- Born: 9 April 1986 (age 40) Brunei
- Occupations: YouTuber; personal trainer;

YouTube information
- Channel: Chloe Ting;
- Years active: 2011–present
- Genre: Fitness
- Subscribers: 26 million
- Views: 3.48 billion
- Website: www.chloeting.com

= Chloe Ting =

Australian YouTuber and fitness personality

Chloe Ting (born 9 April 1986) is an Australian fitness YouTuber. She is known as the most subscribed fitness content creator on YouTube, and for her workout programs, particularly her "Two Week Shred Challenge" which went viral on TikTok and YouTube during the COVID-19 pandemic in 2020.

== Early life and education ==
Ting was born in Brunei and moved to Melbourne, Australia at age 16. She has a Bachelor of Commerce from Monash University and later obtained a Master of Philosophy from the same institution. Ting is also a NASM Certified Personal Trainer.

== Career ==
Prior to starting a YouTube channel, Ting worked as an actuarial analyst. She has published a thesis on financial markets and was a Presenter & Chairperson at the Australasian Finance & Banking Conference.

=== YouTube ===
Ting began her self-titled YouTube channel in 2011 while she was still working in statistics. She started posting videos from March 2016, when she was 30 years old. Originally, her content discussed fashion and travel, but by 2017, her channel became entirely focused on fitness. Her August 2019 video, "Get Abs in Two Weeks", went viral after other bloggers and vloggers tried the workouts depicted therein. As of September 2023, that video has 517 million views.

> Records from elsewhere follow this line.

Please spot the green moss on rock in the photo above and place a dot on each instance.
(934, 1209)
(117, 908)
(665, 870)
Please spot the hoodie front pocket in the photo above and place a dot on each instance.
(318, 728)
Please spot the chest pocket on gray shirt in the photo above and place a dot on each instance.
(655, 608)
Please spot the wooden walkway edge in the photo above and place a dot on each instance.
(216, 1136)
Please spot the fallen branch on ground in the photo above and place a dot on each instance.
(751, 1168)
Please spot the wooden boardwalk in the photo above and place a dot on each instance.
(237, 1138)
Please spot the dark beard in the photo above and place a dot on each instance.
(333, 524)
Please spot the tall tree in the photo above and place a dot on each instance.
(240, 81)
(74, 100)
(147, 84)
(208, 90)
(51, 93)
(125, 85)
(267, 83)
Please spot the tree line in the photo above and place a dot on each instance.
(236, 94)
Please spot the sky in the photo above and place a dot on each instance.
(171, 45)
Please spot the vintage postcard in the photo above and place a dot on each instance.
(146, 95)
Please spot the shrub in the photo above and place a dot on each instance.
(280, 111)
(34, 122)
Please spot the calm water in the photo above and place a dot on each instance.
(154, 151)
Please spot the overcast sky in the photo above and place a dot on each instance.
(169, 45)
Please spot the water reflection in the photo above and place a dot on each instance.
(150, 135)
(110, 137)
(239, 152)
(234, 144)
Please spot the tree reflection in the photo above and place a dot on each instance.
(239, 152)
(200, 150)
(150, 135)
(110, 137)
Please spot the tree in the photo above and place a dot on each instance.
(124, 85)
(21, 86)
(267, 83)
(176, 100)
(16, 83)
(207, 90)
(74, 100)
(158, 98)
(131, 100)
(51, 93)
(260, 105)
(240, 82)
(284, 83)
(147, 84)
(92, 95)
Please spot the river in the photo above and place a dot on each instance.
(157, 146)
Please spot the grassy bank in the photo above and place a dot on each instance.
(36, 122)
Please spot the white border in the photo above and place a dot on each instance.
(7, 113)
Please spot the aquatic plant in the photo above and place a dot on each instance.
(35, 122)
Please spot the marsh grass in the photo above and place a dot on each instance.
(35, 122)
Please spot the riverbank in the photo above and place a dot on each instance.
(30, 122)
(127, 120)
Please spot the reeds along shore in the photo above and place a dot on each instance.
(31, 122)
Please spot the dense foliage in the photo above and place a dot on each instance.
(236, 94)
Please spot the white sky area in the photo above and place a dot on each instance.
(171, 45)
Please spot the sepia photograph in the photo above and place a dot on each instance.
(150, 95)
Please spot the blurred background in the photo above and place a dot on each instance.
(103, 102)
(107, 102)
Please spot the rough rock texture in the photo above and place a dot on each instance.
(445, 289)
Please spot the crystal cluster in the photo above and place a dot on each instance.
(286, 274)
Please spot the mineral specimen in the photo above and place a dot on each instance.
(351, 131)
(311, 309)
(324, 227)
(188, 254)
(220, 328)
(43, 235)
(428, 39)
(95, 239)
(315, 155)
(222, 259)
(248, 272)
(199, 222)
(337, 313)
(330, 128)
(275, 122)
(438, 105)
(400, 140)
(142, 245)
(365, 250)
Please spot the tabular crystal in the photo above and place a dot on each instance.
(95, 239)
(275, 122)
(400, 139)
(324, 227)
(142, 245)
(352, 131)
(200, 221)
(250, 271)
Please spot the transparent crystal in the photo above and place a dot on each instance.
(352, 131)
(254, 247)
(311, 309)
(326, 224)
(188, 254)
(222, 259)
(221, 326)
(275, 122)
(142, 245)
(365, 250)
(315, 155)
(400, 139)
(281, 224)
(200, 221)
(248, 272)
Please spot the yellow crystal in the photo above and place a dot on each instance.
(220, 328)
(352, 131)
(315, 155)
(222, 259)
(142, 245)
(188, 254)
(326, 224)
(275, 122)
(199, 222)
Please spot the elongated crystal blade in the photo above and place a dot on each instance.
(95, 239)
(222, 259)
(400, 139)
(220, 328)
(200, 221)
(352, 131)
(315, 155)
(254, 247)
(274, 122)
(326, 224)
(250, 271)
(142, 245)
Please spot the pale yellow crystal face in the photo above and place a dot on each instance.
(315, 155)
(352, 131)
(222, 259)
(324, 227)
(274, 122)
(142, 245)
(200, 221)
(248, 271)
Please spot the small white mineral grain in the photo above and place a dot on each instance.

During summer 2020 when many were in quarantine due to COVID-19, Ting's "Two Week Shred Challenge" rose to popularity on the video-sharing application TikTok. In December 2020, YouTube released their official report for top trending videos and creators in 2020, with Ting appearing in charts worldwide across the US, UK, and Asia. Digital Journal determined that Ting was the most-influential at home workout content creator.

As of February 2024, Ting's YouTube channel has over 25 million subscribers.

=== Defamation lawsuit ===
In 2021, Ting filed a defamation lawsuit against an individual and a company who made defamatory comments and content about her and her channel. In August 2023, Ting published a video titled "Finally talking about it." where she revealed that the legal proceedings concluded in her favour and that she had received settlement sum payouts from both parties.

== Personal life ==
Ting is known to suffer from small intestinal bacterial overgrowth. Ting's video production partner and boyfriend was Adrian. Chloe and Adrian broke up around April 2020 which she shares in her video titled "Juicy Q&A | Relationship, YouTube, Favorite workout".

In 2021, Ting left Melbourne and moved to Singapore. In 2023, Ting left Singapore for New York.

== Awards ==
In 2020, Ting won a Streamy Award at the 2020 Streamy Awards for the Health and Wellness category. Ting was also a finalist in the Health & Wellness (Creative & Media) category at the 2020 Shorty Awards and a finalist in the category Best Online Entertainment at the 2020 AACTA Awards.

In 2021, Ting was nominated in the Health and Wellness category at the 2021 Streamy Awards.